The kids and I were sitting around our dining room table having a mundane lunch on a hot July afternoon. Pretty typical fare: ham sandwiches, fruit, and milk. After I finished, I began to clear away the debris left after the meal. As I reached for his plate, my son exclaimed, “Don’t take that apple core, mom!”

“Riley,” I answered, “you don’t want that apple core; it’s trash.”

He went on to explain, “It’s not for me, mom. It’s for my friends.”

“Son, your friends don’t want an apple core.”

“It’s for my friends in my ant farm,” he continued.

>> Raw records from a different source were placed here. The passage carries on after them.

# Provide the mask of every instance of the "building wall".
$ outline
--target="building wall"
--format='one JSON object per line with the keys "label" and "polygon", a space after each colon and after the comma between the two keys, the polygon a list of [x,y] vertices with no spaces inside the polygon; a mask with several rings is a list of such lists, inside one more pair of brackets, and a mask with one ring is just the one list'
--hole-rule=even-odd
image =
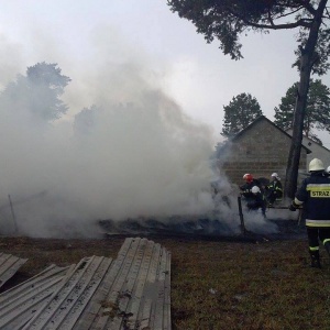
{"label": "building wall", "polygon": [[[293,134],[293,130],[287,130],[286,132],[290,135]],[[312,158],[321,160],[326,168],[330,165],[330,151],[327,147],[319,145],[306,136],[302,136],[302,144],[311,151],[311,153],[307,155],[306,170],[308,170],[309,162]]]}
{"label": "building wall", "polygon": [[[276,172],[285,180],[290,138],[267,120],[255,122],[238,135],[223,155],[219,155],[220,166],[229,179],[243,184],[243,175],[251,173],[255,178],[270,178]],[[299,167],[306,174],[307,152],[301,148]]]}

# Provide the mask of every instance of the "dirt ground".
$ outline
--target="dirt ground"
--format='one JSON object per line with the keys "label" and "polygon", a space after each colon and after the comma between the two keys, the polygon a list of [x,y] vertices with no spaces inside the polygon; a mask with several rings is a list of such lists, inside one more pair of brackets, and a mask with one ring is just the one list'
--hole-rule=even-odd
{"label": "dirt ground", "polygon": [[[287,239],[300,239],[305,235],[305,229],[297,227],[297,223],[285,221],[278,222],[279,233],[275,235],[256,235],[248,232],[238,237],[208,237],[196,234],[135,234],[135,237],[146,237],[156,243],[162,244],[173,254],[175,263],[176,256],[180,255],[183,249],[193,249],[206,242],[228,242],[230,243],[266,243],[270,241],[280,241]],[[67,266],[78,263],[82,257],[98,255],[116,258],[125,238],[132,234],[103,235],[101,239],[33,239],[26,237],[0,237],[0,252],[28,258],[28,262],[7,282],[0,293],[18,285],[19,283],[38,274],[51,264]]]}

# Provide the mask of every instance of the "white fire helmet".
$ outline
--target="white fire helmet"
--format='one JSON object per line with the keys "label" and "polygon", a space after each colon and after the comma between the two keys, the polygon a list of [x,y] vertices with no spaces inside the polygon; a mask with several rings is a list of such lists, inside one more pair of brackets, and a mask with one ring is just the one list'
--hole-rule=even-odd
{"label": "white fire helmet", "polygon": [[314,158],[309,163],[309,172],[324,170],[323,162],[319,158]]}
{"label": "white fire helmet", "polygon": [[260,188],[257,186],[253,186],[252,189],[251,189],[251,193],[252,194],[257,194],[257,193],[261,193],[261,191],[260,191]]}
{"label": "white fire helmet", "polygon": [[277,173],[273,173],[271,176],[272,176],[272,177],[276,177],[278,180],[280,180],[280,178],[279,178],[279,176],[278,176]]}

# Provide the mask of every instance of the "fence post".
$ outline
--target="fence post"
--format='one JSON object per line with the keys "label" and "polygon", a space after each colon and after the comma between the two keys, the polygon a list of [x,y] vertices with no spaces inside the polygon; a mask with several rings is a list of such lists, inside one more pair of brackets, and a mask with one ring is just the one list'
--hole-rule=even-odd
{"label": "fence post", "polygon": [[242,198],[241,196],[238,197],[238,204],[239,204],[239,213],[240,213],[240,220],[241,220],[241,232],[243,235],[246,233],[245,224],[244,224],[244,217],[242,211]]}

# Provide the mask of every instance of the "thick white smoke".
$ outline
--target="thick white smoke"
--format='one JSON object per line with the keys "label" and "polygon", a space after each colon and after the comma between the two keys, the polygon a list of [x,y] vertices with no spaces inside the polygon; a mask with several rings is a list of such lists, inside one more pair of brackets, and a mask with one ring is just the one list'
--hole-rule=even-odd
{"label": "thick white smoke", "polygon": [[212,210],[211,130],[136,67],[112,74],[116,92],[103,88],[96,107],[70,121],[46,124],[24,102],[1,106],[2,228],[12,227],[8,195],[20,231],[30,235],[90,234],[87,224],[97,219]]}

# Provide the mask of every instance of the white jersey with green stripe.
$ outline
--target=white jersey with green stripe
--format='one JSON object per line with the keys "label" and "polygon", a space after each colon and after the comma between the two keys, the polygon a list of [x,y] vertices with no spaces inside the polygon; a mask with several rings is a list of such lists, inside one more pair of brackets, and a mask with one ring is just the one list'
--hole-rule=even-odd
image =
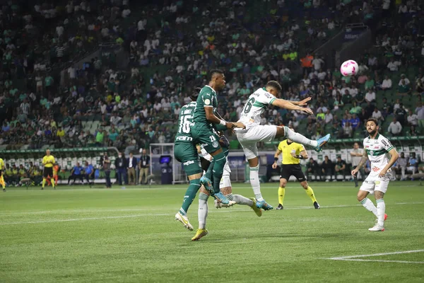
{"label": "white jersey with green stripe", "polygon": [[242,112],[239,122],[246,125],[248,129],[249,125],[261,123],[261,115],[265,111],[268,105],[272,104],[276,98],[274,96],[265,90],[265,88],[258,88],[252,93]]}
{"label": "white jersey with green stripe", "polygon": [[[386,137],[377,134],[375,139],[371,139],[370,137],[364,139],[364,149],[371,163],[370,176],[378,176],[389,163],[390,156],[388,154],[393,149],[391,143]],[[390,171],[390,169],[387,171]]]}

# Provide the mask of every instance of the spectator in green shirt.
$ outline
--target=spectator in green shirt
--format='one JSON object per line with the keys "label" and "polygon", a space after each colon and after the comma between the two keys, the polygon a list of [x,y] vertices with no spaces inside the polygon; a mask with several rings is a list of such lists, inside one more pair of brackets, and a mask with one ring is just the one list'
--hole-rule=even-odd
{"label": "spectator in green shirt", "polygon": [[365,81],[365,90],[372,88],[374,87],[374,79],[372,78],[370,78]]}
{"label": "spectator in green shirt", "polygon": [[401,81],[401,84],[398,86],[398,94],[406,96],[411,93],[411,86],[406,84],[404,79]]}
{"label": "spectator in green shirt", "polygon": [[356,101],[353,101],[353,106],[351,108],[351,111],[349,111],[351,114],[360,114],[362,112],[362,107],[358,106]]}
{"label": "spectator in green shirt", "polygon": [[95,142],[98,146],[102,146],[105,140],[105,132],[102,129],[100,129],[95,135]]}

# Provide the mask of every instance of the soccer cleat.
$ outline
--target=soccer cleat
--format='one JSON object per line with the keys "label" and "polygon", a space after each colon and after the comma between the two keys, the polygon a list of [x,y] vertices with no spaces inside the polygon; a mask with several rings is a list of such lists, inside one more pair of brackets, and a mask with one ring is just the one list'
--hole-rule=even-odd
{"label": "soccer cleat", "polygon": [[215,195],[215,191],[213,190],[213,187],[212,187],[212,182],[209,178],[203,176],[200,178],[200,183],[205,187],[205,190],[208,191],[208,192],[213,197]]}
{"label": "soccer cleat", "polygon": [[[221,205],[223,206],[221,207],[231,207],[232,205],[234,205],[235,204],[235,202],[231,201],[232,202],[233,202],[233,204],[230,205],[230,201],[228,200],[228,199],[220,192],[216,193],[213,196],[215,198],[215,200],[216,200],[218,201],[218,202],[220,202]],[[227,206],[225,206],[225,204]]]}
{"label": "soccer cleat", "polygon": [[266,202],[265,200],[261,201],[257,200],[257,207],[261,208],[264,210],[271,210],[273,209],[273,207]]}
{"label": "soccer cleat", "polygon": [[262,209],[261,209],[257,206],[257,200],[254,197],[251,197],[250,200],[252,200],[252,201],[253,202],[253,204],[250,207],[253,209],[254,213],[256,213],[256,214],[259,217],[261,217],[262,216]]}
{"label": "soccer cleat", "polygon": [[368,231],[370,231],[372,232],[382,232],[383,231],[384,231],[384,227],[382,226],[379,226],[379,224],[375,224],[374,227],[370,228]]}
{"label": "soccer cleat", "polygon": [[196,235],[193,238],[192,238],[192,241],[199,241],[201,238],[204,237],[208,235],[209,232],[206,229],[197,229],[196,231]]}
{"label": "soccer cleat", "polygon": [[322,150],[322,146],[324,146],[324,145],[325,144],[329,142],[331,137],[331,136],[330,135],[330,134],[327,134],[326,135],[322,137],[321,139],[319,139],[317,141],[317,142],[318,143],[318,145],[314,149],[315,151],[317,151],[317,152],[321,151]]}
{"label": "soccer cleat", "polygon": [[177,214],[175,214],[175,220],[182,223],[185,229],[193,231],[193,226],[189,222],[187,216],[182,215],[179,212],[177,212]]}
{"label": "soccer cleat", "polygon": [[218,209],[218,208],[223,208],[223,207],[232,207],[234,204],[236,204],[237,202],[232,201],[232,200],[230,200],[228,201],[228,204],[224,204],[222,202],[218,202],[218,200],[215,200],[213,201],[213,205],[215,206],[216,208]]}

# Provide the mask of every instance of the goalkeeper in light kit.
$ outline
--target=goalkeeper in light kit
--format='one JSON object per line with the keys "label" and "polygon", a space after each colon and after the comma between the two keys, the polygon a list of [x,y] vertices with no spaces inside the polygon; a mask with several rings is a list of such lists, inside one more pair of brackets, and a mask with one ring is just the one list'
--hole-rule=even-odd
{"label": "goalkeeper in light kit", "polygon": [[[359,164],[352,171],[352,175],[365,164],[370,159],[371,172],[364,180],[358,192],[358,200],[362,205],[372,212],[377,216],[377,223],[370,231],[384,231],[384,220],[386,214],[386,204],[383,197],[387,191],[389,182],[391,177],[391,166],[399,158],[399,154],[393,147],[389,139],[378,133],[379,126],[376,119],[370,118],[367,120],[367,132],[370,134],[364,139],[364,155]],[[390,156],[390,159],[389,159]],[[375,194],[377,207],[367,197],[369,193]]]}
{"label": "goalkeeper in light kit", "polygon": [[[292,128],[290,129],[293,130]],[[272,168],[277,168],[277,161],[278,156],[283,154],[283,164],[281,164],[281,171],[280,173],[280,187],[278,187],[278,206],[277,209],[283,209],[284,195],[285,195],[285,185],[291,175],[296,177],[296,179],[300,182],[300,185],[305,190],[307,195],[311,198],[314,207],[316,209],[319,208],[319,204],[317,202],[314,190],[310,187],[305,174],[302,172],[300,168],[300,159],[307,159],[307,152],[302,144],[294,142],[290,139],[285,139],[278,144],[278,149],[274,155],[274,163]]]}

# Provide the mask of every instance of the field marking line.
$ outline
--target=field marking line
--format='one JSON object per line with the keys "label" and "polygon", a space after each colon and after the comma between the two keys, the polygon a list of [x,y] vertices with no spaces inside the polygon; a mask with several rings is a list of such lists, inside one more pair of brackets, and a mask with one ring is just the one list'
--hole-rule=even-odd
{"label": "field marking line", "polygon": [[344,260],[344,261],[366,261],[366,262],[395,262],[395,263],[418,263],[418,264],[424,264],[424,261],[405,261],[405,260],[360,260],[358,258],[340,258],[340,259],[334,259],[334,258],[326,258],[326,260]]}
{"label": "field marking line", "polygon": [[[424,203],[424,202],[422,202]],[[421,204],[421,202],[411,202],[409,204]],[[408,203],[401,203],[401,204],[408,204]],[[322,208],[339,208],[339,207],[362,207],[362,204],[352,204],[352,205],[333,205],[328,207],[322,207]],[[295,210],[295,209],[314,209],[313,207],[288,207],[288,210]],[[132,211],[143,211],[145,209],[133,209]],[[123,212],[123,211],[131,211],[129,209],[108,209],[108,210],[93,210],[93,211],[87,211],[87,210],[65,210],[60,211],[61,212]],[[229,213],[229,212],[250,212],[250,209],[220,209],[218,211],[215,211],[214,212],[218,213]],[[49,212],[57,212],[57,211],[48,211],[48,212],[29,212],[28,214],[40,214],[40,213],[49,213]],[[213,212],[213,213],[214,213]],[[24,213],[25,214],[25,213]],[[24,214],[15,214],[14,215],[22,215]],[[0,214],[1,215],[1,214]],[[3,214],[3,215],[13,215],[12,214]],[[87,217],[87,218],[76,218],[76,219],[54,219],[54,220],[40,220],[40,221],[22,221],[22,222],[4,222],[0,223],[0,226],[2,225],[17,225],[17,224],[38,224],[38,223],[54,223],[54,222],[68,222],[68,221],[86,221],[86,220],[101,220],[101,219],[119,219],[119,218],[131,218],[131,217],[143,217],[143,216],[170,216],[173,215],[172,213],[158,213],[158,214],[135,214],[135,215],[122,215],[122,216],[103,216],[103,217]]]}
{"label": "field marking line", "polygon": [[[391,204],[389,205],[405,205],[405,204],[424,204],[424,202],[395,202],[394,204]],[[362,204],[341,204],[341,205],[329,205],[329,206],[322,206],[322,208],[341,208],[341,207],[362,207]],[[284,209],[287,210],[295,210],[295,209],[314,209],[314,207],[312,206],[301,206],[301,207],[292,207],[284,208]],[[143,212],[143,211],[152,211],[152,210],[160,210],[163,211],[165,209],[60,209],[60,210],[47,210],[47,211],[41,211],[41,212],[16,212],[16,213],[1,213],[0,212],[0,216],[11,216],[11,215],[25,215],[25,214],[42,214],[47,213],[75,213],[75,212],[81,212],[81,213],[90,213],[90,212]],[[242,211],[242,210],[237,210]],[[249,211],[249,209],[245,209],[243,211]]]}
{"label": "field marking line", "polygon": [[404,253],[422,253],[422,252],[424,252],[424,250],[404,250],[404,251],[401,251],[401,252],[373,253],[372,255],[346,255],[346,256],[341,256],[341,257],[327,258],[324,258],[324,260],[346,260],[346,261],[363,261],[363,262],[375,262],[424,264],[424,261],[364,260],[364,259],[359,258],[370,258],[370,257],[376,257],[376,256],[389,255],[400,255],[400,254],[404,254]]}

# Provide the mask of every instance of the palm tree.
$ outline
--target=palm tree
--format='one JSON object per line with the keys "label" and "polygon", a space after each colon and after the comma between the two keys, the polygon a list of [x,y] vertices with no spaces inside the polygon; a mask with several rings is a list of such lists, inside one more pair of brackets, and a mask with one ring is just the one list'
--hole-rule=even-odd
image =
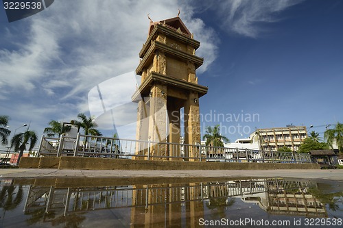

“Son, you don’t have an ant farm.”

“Yes I do, mom,” he shared, “I made one. It’s under my bed.”

This caught my full attention because I knew it was . . . (gulp) . . . possible.

After a deep, slow breath, I excused myself and went to Riley’s room. I laid on the floor to look under the bed. Oh, boy. Packing tape secured two large marshmallows to the carpet directly under the center of the bed. This sugary structure was enveloped by a hoard of very large, black ants.

My recollection of what happened next is quite vague; but, my children claimed that I produced a blood-curdling scream. The adrenaline burst, and I somehow cast the double bed and oak frame aside (despite the fact I was seven months pregnant), and relocated the house guests. I can only share what has been reported to me; I have blocked out this part of the memory.

At some point, I returned to the table where Riley was calmly finishing his lunch. This was an opportunity for a teachable moment. “Son, why are there ant-covered marshmallows under your bed.”

“I was afraid that you wouldn’t like them if you saw them, mom.”

Accurate assessment.

“Son, why were the marshmallows taped to the floor?”

“I didn’t want the ants to carry them away.”

Sensible-ish.

“Son, we can’t keep food in our rooms because it brings in bugs, just like this.”

“But mom, the ants didn’t come in the house!”

“Son, I saw them!”

“But mom, I had to BRING them in.”

“What!?!”

“That’s why I needed the marshmallows. I had to leave them on the ants until they crawled on top of them, THEN I brought them in the house.”

Well of course, how silly of me. Now it made perfect sense.